Sending Logstash's logs to /Users/yaauie/src/elastic/releases/6.3.2/logstash-oss-6.3.2/logs which is now configured via log4j2.properties
[2018-07-31T18:38:12,911][INFO ][logstash.setting.writabledirectory] Creating directory {:setting=>"path.queue", :path=>"/Users/yaauie/src/elastic/releases/6.3.2/logstash-oss-6.3.2/data/queue"}
[2018-07-31T18:38:12,923][INFO ][logstash.setting.writabledirectory] Creating directory {:setting=>"path.dead_letter_queue", :path=>"/Users/yaauie/src/elastic/releases/6.3.2/logstash-oss-6.3.2/data/dead_letter_queue"}
[2018-07-31T18:38:13,045][WARN ][logstash.config.source.multilocal] Ignoring the 'pipelines.yml' file because modules or command line options are specified
[2018-07-31T18:38:13,091][INFO ][logstash.agent           ] No persistent UUID file found.

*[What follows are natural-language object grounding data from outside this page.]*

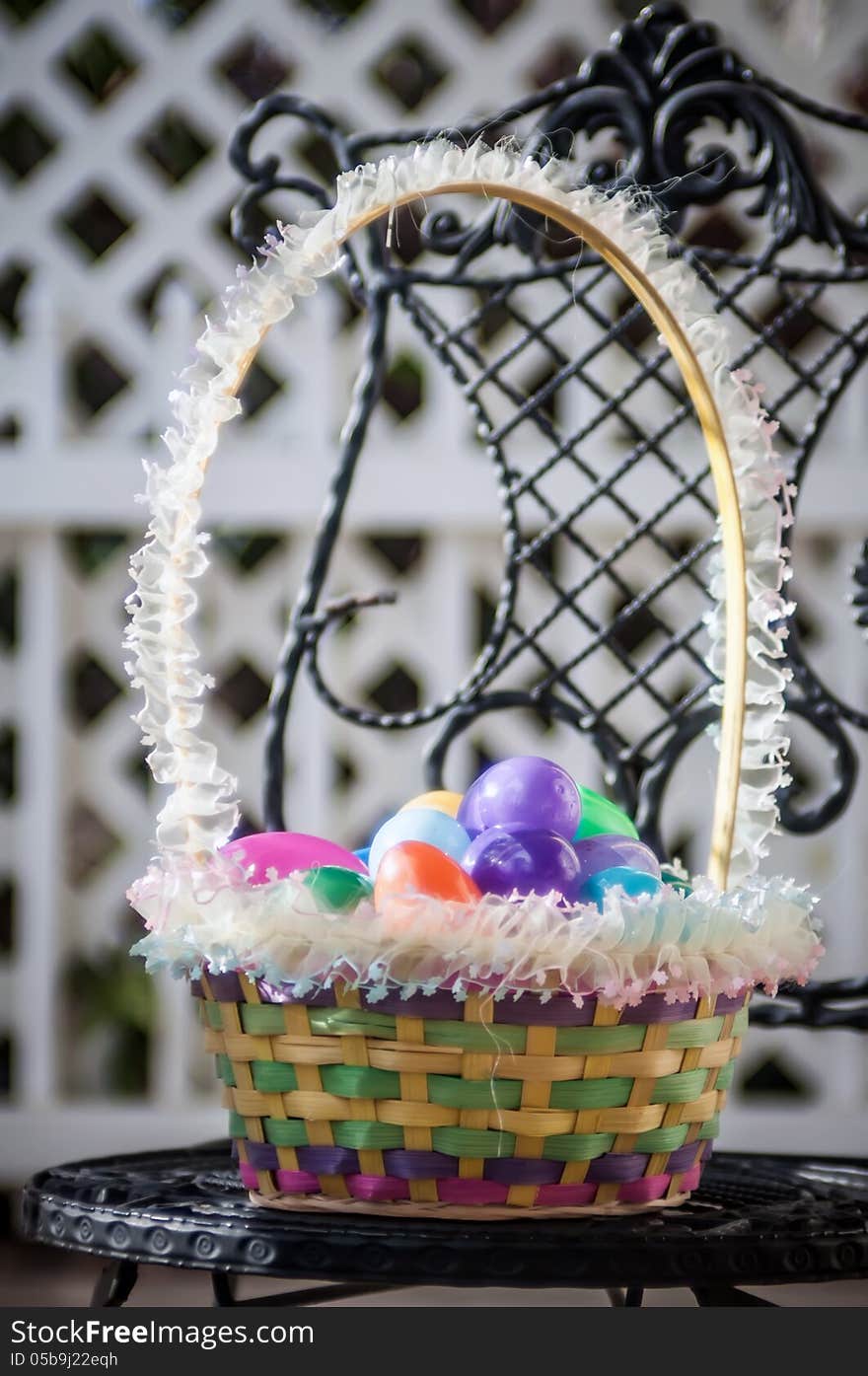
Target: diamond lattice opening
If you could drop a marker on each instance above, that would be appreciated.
(25, 140)
(174, 143)
(94, 380)
(98, 62)
(13, 281)
(95, 222)
(90, 687)
(244, 690)
(253, 66)
(408, 70)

Generating new UUID {:uuid=>"d3d94752-b8d7-42b6-89e0-3233bd92d71c", :path=>"/Users/yaauie/src/elastic/releases/6.3.2/logstash-oss-6.3.2/data/uuid"}
[2018-07-31T18:38:13,606][INFO ][logstash.runner          ] Starting Logstash {"logstash.version"=>"6.3.2"}
[2018-07-31T18:38:15,981][INFO ][logstash.pipeline        ] Starting pipeline {:pipeline_id=>"main", "pipeline.workers"=>8, "pipeline.batch.size"=>125, "pipeline.batch.delay"=>50}
[2018-07-31T18:38:16,055][INFO ][logstash.inputs.tcp      ] Starting tcp input listener {:address=>"example.org:3333", :ssl_enable=>"false"}
[2018-07-31T18:38:16,475][INFO ][logstash.pipeline        ] Pipeline started successfully {:pipeline_id=>"main", :thread=>"#<Thread:0x55810039 sleep>"}
[2018-07-31T18:38:16,541][INFO ][logstash.agent           ] Pipelines running {:count=>1, :running_pipelines=>[:main], :non_running_pipelines=>[]}
[2018-07-31T18:38:16,814][INFO ][logstash.agent           ] Successfully started Logstash API endpoint {:port=>9600}

Then send data to example.org:3333 in a separate shell:

╭─{ yaauie@castrovel:~/src/elastic/pr-scratch/logstash-input-tcp/118-hostname-support }
╰─○ echo 'hello world' | nc example.org 3333

Logstash receives the input:

{
       "message" => "hello world",
          "host" => "93.184.216.34",
          "port" => 52654,
    "@timestamp" => 2018-07-31T18:39:20.726Z,
      "@version" => "1"
}

Additionally, if I try to send the same to localhost:3333, as expected nc fails to connect:

╭─{ yaauie@castrovel:~/src/elastic/pr-scratch/logstash-input-tcp/118-hostname-support }
╰─○ echo 'hello world' | nc -v localhost 3333
localhost [127.0.0.1] 3333 (dec-notes): Connection refused
[error: 1]

What have you tried, and how did it behave differently than you expected?